Issue 1 – Winter 2001 – David Wheatley

David Wheatley

Numerology

The cartographer lists and draws fourteen bastions, fourteen wall-towers, fourteen main 
thoroughfares, fourteen monasteries, fourteen castles, fourteen
laneways…

– Joyce, ‘The City of the Tribes’

Purity of heart is to will one thing.
A pair of Trinity squares, down for the week: 
how could that salty longing not awake
by Galway bay, our hearts gone for a song?

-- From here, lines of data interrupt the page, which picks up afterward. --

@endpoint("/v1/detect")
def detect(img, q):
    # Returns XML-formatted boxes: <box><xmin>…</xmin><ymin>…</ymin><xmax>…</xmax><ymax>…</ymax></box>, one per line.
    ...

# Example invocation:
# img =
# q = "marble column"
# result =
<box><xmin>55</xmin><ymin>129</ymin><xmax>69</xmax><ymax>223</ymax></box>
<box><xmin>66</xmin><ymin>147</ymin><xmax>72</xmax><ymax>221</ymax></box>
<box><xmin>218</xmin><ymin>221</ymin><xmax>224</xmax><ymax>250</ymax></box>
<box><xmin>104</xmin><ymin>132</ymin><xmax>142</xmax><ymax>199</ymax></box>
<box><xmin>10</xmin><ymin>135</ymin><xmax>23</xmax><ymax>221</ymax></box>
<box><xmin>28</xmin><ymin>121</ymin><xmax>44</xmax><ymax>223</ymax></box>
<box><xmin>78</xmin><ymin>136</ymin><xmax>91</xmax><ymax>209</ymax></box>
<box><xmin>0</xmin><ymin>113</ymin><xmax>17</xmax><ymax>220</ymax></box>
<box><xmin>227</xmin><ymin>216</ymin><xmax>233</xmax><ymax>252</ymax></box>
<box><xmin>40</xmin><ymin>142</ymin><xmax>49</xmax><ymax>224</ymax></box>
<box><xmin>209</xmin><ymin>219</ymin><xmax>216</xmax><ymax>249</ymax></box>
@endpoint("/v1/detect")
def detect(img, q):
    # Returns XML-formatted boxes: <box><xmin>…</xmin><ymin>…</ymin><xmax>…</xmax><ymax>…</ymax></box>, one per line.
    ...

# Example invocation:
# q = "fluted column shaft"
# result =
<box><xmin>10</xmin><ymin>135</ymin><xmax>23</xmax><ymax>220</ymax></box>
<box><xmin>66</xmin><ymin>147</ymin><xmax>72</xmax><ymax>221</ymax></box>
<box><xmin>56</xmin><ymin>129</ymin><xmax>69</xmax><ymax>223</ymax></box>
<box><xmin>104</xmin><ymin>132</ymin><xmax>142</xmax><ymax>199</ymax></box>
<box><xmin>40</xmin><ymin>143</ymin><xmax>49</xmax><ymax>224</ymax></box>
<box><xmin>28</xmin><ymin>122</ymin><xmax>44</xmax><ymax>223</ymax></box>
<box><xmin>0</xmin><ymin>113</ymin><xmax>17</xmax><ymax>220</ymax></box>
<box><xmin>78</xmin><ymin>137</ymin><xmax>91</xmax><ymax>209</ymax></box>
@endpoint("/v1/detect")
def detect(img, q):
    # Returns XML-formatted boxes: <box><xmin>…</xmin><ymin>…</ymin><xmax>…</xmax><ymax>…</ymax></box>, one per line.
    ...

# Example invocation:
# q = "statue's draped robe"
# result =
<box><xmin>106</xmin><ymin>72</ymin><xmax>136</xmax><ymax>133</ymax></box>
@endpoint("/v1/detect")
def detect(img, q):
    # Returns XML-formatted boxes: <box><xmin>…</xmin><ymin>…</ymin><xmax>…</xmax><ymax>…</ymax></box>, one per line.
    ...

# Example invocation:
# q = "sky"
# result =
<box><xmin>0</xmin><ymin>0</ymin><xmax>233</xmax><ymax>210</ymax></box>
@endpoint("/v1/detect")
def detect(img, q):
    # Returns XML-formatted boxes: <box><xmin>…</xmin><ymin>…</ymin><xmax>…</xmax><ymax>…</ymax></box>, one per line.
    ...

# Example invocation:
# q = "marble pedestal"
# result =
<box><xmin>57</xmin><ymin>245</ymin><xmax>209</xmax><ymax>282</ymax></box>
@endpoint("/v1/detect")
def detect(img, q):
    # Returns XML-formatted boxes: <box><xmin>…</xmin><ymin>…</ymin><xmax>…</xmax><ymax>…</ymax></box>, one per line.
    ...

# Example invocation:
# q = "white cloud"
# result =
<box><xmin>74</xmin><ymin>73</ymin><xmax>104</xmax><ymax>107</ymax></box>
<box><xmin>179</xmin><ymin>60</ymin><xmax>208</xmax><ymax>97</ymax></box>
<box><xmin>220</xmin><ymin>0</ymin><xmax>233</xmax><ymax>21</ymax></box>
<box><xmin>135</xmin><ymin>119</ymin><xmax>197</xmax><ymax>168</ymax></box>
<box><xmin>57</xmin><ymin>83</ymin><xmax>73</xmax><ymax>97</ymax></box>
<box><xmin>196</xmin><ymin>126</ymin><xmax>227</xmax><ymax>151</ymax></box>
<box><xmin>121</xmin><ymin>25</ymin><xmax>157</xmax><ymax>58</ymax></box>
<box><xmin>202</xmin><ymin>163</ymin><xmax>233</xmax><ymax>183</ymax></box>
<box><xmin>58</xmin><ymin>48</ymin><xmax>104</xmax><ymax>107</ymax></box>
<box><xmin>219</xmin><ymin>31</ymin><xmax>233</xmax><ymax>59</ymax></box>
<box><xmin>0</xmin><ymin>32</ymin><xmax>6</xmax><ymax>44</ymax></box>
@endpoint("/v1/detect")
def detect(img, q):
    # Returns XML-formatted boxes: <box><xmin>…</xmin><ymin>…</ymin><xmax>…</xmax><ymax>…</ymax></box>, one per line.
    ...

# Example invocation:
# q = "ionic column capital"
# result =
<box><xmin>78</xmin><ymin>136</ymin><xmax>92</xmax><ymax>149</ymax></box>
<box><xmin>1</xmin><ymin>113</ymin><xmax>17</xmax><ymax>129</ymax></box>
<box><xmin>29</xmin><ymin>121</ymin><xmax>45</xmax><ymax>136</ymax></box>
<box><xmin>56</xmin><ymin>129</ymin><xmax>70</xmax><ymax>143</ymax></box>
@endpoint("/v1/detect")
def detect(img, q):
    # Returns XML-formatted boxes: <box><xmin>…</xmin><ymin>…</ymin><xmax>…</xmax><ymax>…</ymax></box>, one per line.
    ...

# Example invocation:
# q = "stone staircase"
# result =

Under the arch, over the Corrib, pent
in a guesthouse, working it out again, the six-
es and sevens of it, the algebra of sex,
the octopus arms and legs out for the count

come ‘breakfast at nine’, at ten… Waking to
elevenses, a sleepy one on one, 
we get up to the angelus’ round of applause,

the tilly of a kiss in the street: the two
of us in the city of fourteen tribes, awash
with fourteen shades of light that colour us one.

– Galway, 1998

Three-Legged Dog

Pitching crazily earthwards with each bow
and scrape, then yanking back in crippled pride:
dogged; no getting off, no helping now
the see-saw for one his whole dog’s life he’ll ride. 

City

I seem to have found my level: 
flat, all is flat, from the moment 
you come off the ring road, leaving
the bridge and the estuary’s
curled lip chewing
on Lincolnshire behind you: 
nothing rises and
nothing will rise,
the few stumps of churches
and tower blocks have stood 
to regret their misjudgement; 
stealthy tenfoots and avenues
fall away under your feet
into gaps in the clay
and speluncular drains; 
             terraced hutches
inch by inch subside
             among the Bingo halls
and industrial estates,
             or if they hold on cling 
to each other for neither
warmth nor protection 
(habit is too strong a word), 
             and only a rare tabby
ventures out through a flap 
             to bask on a binlid, 
as if for collection, 
             though someone
must live here, the teenagers disappearing
down the railway embankment 
or slouched in the tattooist’s door, 
eyeing the lines of unfortunates,
the dark ones, queuing 
for coupons and stamps,
and the veteran hurrying 
back from the post office 
under their penetrating,
empty gaze; 
once all this was rubble,
he could tell you, rubble 
and death where you’re standing, 
             but the people never happier,
useless to try to explain,
the dust of sixty years slowly
settling on our eyelids 
as we blink at our good fortune,
we (they) who won after all,
pushing open the front door
we never bother to lock,
             raising one foot above the other
at the foot of the stairs and already
             standing on top of the world.

 

David Wheatley was born in Dublin in 1970. He is the author of two collections of poetry, Thirst (1997) and Misery Hill (2000), both published by Gallery Press. He is an editor of Metre and lives in Hull, England.